Besides, the BB is also injecting funds to the financial sector by way of implementing the stimulus packages.
But the demand for funds is just not there: private sector credit growth has been hovering around the 9 per cent-mark since July against the central bank’s target of 14.8 per cent.
Banks though need to turn in a profit, and they primarily do so by managing the spread between the interest rate on deposits that they pay to consumers and the rate they receive from their loans.
In other words, when the interest that a bank earns from loans is greater than the interest it pays on deposits, it generates income from the interest rate spread. In simple terms, net interest rates spreads are like profit margins.
The greater the spread, the more profitable the financial institution is likely to be.
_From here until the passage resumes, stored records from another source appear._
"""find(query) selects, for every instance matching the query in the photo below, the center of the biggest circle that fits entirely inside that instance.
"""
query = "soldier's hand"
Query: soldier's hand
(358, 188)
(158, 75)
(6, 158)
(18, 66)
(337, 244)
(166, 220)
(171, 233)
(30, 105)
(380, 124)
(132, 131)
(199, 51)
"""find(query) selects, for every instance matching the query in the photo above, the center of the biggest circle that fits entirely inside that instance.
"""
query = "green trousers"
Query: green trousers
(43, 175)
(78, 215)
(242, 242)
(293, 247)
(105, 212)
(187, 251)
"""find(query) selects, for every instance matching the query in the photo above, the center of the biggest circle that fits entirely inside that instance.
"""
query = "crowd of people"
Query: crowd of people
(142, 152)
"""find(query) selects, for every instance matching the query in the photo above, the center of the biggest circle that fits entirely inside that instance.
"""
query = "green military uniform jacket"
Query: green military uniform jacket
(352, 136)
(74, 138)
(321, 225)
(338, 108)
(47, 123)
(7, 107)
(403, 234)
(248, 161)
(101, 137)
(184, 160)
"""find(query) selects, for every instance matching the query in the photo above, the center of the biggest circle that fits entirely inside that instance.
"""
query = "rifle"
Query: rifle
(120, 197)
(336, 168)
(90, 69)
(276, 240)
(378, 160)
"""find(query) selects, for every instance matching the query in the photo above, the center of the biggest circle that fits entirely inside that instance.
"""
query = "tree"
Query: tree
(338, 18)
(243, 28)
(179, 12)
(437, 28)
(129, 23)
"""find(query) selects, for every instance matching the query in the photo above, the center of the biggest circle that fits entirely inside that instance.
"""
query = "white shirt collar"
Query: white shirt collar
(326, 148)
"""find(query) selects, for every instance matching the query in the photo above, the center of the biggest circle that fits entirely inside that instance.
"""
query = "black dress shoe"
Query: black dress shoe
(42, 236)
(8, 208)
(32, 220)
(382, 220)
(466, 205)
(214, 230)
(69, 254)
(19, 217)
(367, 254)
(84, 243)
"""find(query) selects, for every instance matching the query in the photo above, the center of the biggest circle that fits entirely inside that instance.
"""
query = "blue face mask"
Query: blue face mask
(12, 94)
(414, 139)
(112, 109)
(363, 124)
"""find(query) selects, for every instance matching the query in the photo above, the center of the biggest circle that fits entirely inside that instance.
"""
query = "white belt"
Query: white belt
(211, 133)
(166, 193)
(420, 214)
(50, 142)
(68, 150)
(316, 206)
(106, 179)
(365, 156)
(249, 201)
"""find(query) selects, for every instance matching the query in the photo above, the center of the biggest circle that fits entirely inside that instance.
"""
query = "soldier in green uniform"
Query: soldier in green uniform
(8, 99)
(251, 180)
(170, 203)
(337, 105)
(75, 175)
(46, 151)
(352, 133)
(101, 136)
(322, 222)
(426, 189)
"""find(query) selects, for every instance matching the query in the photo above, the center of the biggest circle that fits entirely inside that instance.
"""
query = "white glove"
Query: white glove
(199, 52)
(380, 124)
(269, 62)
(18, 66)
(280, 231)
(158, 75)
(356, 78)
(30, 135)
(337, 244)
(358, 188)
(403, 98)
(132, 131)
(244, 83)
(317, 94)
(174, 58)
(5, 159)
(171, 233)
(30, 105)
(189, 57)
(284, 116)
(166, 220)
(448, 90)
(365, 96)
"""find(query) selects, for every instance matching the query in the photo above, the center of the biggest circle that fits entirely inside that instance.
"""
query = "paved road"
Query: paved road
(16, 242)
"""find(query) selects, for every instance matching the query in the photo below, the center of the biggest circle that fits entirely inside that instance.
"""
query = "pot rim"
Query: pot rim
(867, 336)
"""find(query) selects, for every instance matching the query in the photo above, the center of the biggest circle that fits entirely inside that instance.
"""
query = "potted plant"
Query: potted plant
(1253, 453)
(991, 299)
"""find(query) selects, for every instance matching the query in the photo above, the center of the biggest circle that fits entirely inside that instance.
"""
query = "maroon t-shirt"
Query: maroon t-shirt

So in the absence of demand for funds, banks have turned to slashing the rates on deposits to improve their spread, according to Abdul Halim Chowdhury, managing director of Pubali Bank.
As a result, the interest rate spread has slightly widened in September, he said.
In September, the banking sector’s weighted average deposit stood at 4.79 per cent, down from 4.95 per cent in the previous month.
Pubali’s weighted average deposit rate stood at 4.6 per cent in September, down from 4.64 per cent in August.
Most of the banks have slashed their deposits rates to 5 per cent and below, which is less than the government-instructed 6 per cent, as there is no liquidity pressure in the market, according to Chowdhury, who has been at the helm of Pubali Bank since 2015.
“Banks are sitting on excess liquidity.”
At the end of August, surplus liquidity in the banking sector stood at Tk 160,978 crore, up from Tk 140,730 crore in July, according to data from the BB. September’s figure is not out yet.
“Our interest income has fallen drastically due to the interest rate cap on lending. So, the interest rate spread should have to improve further. Otherwise, it is not possible for us to survive,” Chowdhury added.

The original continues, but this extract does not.